Au cours du 17e siècle, deux foyers linguistiques se sont développés en Nouvelle-France. Québec était le principal, s'étendant à l'époque sur une zone de 120 km, devant Montréal dont l'agglomération couvrait un territoire qui s'étalait sur 80 km. Précédemment, l'Acadie avait constitué un autre foyer. Les recherches ont mis en lumière le fait que les locuteurs issus du centre de la France et de la région parisienne sont venus davantage s'établir dans la région de Québec, à la différence de celle de Montréal où l'apport des parlers ruraux de l'ouest de la France a été plus important.

Parmi les contingents qui peuplèrent cette nouvelle contrée, le rôle qu'a pu jouer sur le plan linguistique l'arrivée massive de quelque 800 filles du roi fut non négligeable.
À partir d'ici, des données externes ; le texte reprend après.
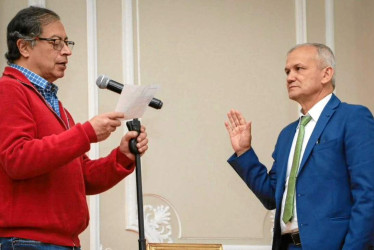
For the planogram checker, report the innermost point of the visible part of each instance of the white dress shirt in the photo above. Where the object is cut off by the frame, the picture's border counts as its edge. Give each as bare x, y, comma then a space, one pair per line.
315, 113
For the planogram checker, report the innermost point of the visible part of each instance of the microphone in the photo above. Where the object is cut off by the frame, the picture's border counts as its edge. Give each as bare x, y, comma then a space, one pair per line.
105, 82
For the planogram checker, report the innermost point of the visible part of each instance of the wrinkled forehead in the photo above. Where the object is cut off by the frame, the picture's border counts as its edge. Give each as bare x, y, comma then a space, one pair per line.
54, 29
304, 55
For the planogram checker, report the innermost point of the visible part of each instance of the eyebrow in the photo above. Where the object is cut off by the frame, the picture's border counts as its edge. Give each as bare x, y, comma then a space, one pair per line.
66, 38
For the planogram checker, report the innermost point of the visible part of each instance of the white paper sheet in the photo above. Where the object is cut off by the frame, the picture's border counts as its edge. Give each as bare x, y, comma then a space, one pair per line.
134, 100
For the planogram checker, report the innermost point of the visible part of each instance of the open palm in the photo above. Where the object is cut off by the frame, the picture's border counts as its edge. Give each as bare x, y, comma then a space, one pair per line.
239, 131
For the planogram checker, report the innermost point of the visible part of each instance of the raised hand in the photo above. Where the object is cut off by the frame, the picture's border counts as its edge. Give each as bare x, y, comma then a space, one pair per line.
105, 124
239, 131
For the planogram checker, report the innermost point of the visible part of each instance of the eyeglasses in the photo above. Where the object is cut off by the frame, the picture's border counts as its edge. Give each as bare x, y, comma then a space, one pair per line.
57, 43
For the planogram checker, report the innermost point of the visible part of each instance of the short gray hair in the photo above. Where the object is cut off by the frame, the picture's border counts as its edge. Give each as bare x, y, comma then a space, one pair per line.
324, 53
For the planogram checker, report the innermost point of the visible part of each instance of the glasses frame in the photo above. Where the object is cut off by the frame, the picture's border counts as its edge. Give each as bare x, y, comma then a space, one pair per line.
57, 46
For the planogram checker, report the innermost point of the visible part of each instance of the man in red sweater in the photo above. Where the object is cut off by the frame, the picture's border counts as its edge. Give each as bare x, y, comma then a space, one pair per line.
45, 174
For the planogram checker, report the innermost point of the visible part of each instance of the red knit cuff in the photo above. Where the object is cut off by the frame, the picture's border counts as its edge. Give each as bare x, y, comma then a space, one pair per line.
90, 132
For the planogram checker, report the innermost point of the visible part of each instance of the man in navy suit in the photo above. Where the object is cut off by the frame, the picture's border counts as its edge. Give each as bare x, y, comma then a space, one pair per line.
332, 205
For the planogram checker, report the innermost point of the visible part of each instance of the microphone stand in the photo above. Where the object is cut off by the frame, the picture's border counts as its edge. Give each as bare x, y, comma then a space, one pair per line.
134, 125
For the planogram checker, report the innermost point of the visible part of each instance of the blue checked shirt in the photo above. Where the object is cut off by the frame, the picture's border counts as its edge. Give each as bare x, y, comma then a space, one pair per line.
46, 89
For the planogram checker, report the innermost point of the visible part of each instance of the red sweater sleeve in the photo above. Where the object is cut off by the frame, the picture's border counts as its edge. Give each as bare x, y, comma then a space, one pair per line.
26, 149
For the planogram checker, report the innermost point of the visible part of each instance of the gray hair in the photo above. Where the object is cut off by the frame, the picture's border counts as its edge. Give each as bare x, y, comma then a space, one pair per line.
27, 24
324, 53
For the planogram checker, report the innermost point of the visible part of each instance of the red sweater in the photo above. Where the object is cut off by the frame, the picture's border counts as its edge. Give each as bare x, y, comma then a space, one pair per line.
44, 172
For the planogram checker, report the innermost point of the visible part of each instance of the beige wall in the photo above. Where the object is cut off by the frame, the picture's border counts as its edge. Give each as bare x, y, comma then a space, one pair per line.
208, 56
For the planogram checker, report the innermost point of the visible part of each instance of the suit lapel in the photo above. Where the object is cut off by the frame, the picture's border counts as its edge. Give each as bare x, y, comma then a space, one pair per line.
327, 113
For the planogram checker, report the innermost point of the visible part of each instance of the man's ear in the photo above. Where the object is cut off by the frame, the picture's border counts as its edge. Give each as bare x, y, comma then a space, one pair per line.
328, 73
24, 47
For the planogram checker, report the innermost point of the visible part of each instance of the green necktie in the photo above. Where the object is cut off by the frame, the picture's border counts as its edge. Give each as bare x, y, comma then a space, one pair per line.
289, 205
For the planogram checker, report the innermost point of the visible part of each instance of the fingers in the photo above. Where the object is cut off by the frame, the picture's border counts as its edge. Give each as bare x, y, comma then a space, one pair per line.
236, 119
105, 124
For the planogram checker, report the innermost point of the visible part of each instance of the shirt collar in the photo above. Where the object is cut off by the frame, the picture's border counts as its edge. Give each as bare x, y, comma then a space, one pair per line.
36, 79
316, 111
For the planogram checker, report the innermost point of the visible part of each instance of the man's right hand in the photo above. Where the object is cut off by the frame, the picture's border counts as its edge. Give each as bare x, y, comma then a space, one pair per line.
105, 124
239, 131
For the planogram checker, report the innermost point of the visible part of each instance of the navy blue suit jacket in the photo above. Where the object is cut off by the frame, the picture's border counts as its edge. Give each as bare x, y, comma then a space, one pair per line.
335, 184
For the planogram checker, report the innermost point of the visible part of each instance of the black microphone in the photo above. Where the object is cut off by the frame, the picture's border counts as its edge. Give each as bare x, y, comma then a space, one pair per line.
105, 82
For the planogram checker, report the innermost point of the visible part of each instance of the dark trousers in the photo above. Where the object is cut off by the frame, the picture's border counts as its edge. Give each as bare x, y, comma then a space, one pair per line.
24, 244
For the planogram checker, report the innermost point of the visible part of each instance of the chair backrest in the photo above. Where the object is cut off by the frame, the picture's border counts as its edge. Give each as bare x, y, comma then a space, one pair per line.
183, 246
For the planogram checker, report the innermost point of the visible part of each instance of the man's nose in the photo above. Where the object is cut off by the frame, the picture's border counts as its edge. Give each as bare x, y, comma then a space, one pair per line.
291, 77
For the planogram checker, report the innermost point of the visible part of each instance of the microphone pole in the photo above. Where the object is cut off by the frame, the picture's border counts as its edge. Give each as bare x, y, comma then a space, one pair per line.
134, 125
Le français était la langue maternelle d'environ 80 % de ce groupe constitué pour moitié de Parisiennes. À ce groupe se sont joints 1 200 soldats et près de 80 officiers à l'arrivée du régiment de Carignan-Salières à l'été de 1665. Ils furent suivis par quelque 10 000 soldats et officiers de la Marine, entre 1683 et 1760, dont près de la moitié se sont établis au Canada. Il en est résulté qu'en Nouvelle-France, le français qu'on parlait était celui de l'aristocratie, celui de la cour et des salons, qui sera conservé par les habitants d'ici alors qu'il sera abandonné peu à peu de l'autre côté de l'Atlantique à la Révolution française.
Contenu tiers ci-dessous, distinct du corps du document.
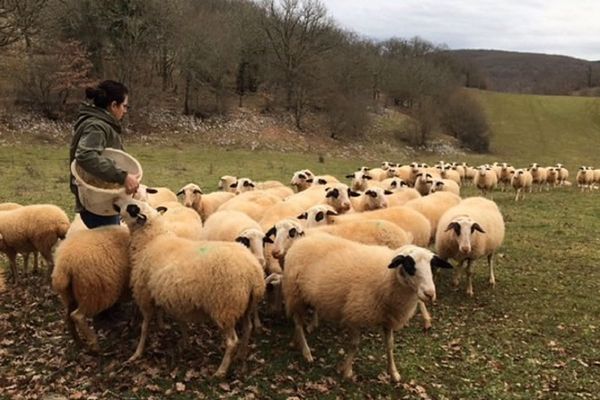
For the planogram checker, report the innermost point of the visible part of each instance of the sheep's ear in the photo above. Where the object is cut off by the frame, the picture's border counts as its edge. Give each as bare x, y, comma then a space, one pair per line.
438, 262
406, 262
455, 226
272, 281
161, 209
271, 232
243, 240
477, 227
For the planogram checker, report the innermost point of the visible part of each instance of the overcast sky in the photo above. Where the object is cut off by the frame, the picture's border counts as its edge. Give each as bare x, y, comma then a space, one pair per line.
567, 27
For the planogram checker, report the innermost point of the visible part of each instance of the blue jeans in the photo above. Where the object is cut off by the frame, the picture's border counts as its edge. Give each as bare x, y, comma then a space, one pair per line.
92, 220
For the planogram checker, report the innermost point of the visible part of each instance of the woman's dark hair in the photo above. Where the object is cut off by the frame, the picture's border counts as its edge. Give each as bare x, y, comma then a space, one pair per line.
106, 92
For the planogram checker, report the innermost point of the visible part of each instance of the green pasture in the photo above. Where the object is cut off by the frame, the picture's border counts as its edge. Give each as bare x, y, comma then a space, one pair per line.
535, 336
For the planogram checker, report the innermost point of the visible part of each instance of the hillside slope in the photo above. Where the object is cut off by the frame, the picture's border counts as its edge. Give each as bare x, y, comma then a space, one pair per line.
545, 129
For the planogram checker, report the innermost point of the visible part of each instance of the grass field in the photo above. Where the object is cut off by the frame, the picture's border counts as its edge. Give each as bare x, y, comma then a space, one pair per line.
537, 335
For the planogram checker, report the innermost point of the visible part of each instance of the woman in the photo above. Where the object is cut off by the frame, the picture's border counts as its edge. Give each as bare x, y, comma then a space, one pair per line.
98, 127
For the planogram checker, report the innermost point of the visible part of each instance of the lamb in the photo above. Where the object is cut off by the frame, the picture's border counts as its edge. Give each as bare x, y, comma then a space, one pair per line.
300, 179
154, 196
433, 207
538, 174
486, 179
336, 196
182, 221
12, 206
32, 228
204, 204
372, 199
563, 174
91, 275
359, 180
406, 218
230, 226
225, 183
472, 229
585, 178
254, 203
349, 283
423, 182
444, 185
191, 280
521, 182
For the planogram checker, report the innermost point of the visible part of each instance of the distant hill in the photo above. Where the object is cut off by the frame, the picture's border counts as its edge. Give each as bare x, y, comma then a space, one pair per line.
532, 73
544, 129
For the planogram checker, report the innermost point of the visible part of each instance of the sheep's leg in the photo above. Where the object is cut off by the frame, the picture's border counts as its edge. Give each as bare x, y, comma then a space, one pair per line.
301, 339
12, 258
389, 347
314, 323
231, 342
346, 366
147, 315
425, 314
456, 274
470, 277
491, 265
242, 351
80, 320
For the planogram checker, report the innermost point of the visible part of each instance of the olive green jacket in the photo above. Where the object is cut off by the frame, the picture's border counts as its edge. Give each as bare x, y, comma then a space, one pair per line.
95, 130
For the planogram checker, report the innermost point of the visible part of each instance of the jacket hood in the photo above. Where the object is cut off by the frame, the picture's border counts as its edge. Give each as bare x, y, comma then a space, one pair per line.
88, 110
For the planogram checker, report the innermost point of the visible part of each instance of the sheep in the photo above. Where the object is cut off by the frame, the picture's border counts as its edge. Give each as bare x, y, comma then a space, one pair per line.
349, 283
12, 206
521, 181
538, 174
372, 199
423, 182
406, 218
506, 174
254, 203
154, 195
336, 196
230, 226
450, 173
359, 180
300, 178
242, 185
444, 185
485, 180
204, 204
563, 174
225, 183
552, 176
91, 274
32, 228
585, 178
472, 229
191, 280
182, 221
433, 207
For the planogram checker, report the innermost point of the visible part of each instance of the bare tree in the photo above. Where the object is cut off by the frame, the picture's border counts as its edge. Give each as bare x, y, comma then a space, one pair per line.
299, 33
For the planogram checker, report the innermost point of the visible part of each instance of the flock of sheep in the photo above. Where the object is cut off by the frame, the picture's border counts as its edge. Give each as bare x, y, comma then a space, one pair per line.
353, 254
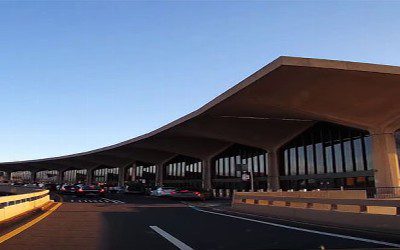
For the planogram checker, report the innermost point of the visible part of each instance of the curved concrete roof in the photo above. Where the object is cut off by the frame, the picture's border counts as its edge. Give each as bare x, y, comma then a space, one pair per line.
264, 110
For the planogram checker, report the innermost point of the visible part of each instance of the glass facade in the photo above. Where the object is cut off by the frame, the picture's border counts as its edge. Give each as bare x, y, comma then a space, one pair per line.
21, 176
227, 175
47, 176
324, 156
145, 173
183, 171
75, 176
106, 175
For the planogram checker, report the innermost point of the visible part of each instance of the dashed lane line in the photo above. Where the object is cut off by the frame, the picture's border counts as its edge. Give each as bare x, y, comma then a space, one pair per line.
113, 201
342, 236
179, 244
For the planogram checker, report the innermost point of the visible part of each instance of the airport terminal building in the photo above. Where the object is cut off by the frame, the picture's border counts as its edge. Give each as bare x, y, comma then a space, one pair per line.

Dès le milieu du 18e siècle, le père Louis-Philippe Potier (1708-1781) inventorie près de 2 000 expressions en usage dans cette colonie française et inconnues des habitants de la France. Son recueil intitulé Façons de parler proverbiales, triviales, figurées, etc., des Canadiens au XVIIIe siècle constitue le premier et l'unique lexique du français parlé en Nouvelle-France.

Mentionnons également que ce français parlé par les premiers Canadiens s'est enrichi par des emprunts aux langues amérindiennes dont la présence est notée dès le 17e siècle. Le domaine de la toponymie en fut le plus grand bénéficiaire et ce sont les langues algonquiennes qui en furent les sources les plus usitées.

Dans son étude, Jacques Leclerc précise aussi que « ...le trait le plus marquant semble être le fait qu'en Nouvelle-France les Canadiens parlaient une langue commune autant chez l'élite que chez le peuple, sans distinction de classes. »

Bref, la colonie parlait un français très semblable à celui de la France, mais qui présentait déjà plusieurs caractéristiques qui lui étaient propres, comme l’influence des parlers régionaux et celle des langues amérindiennes.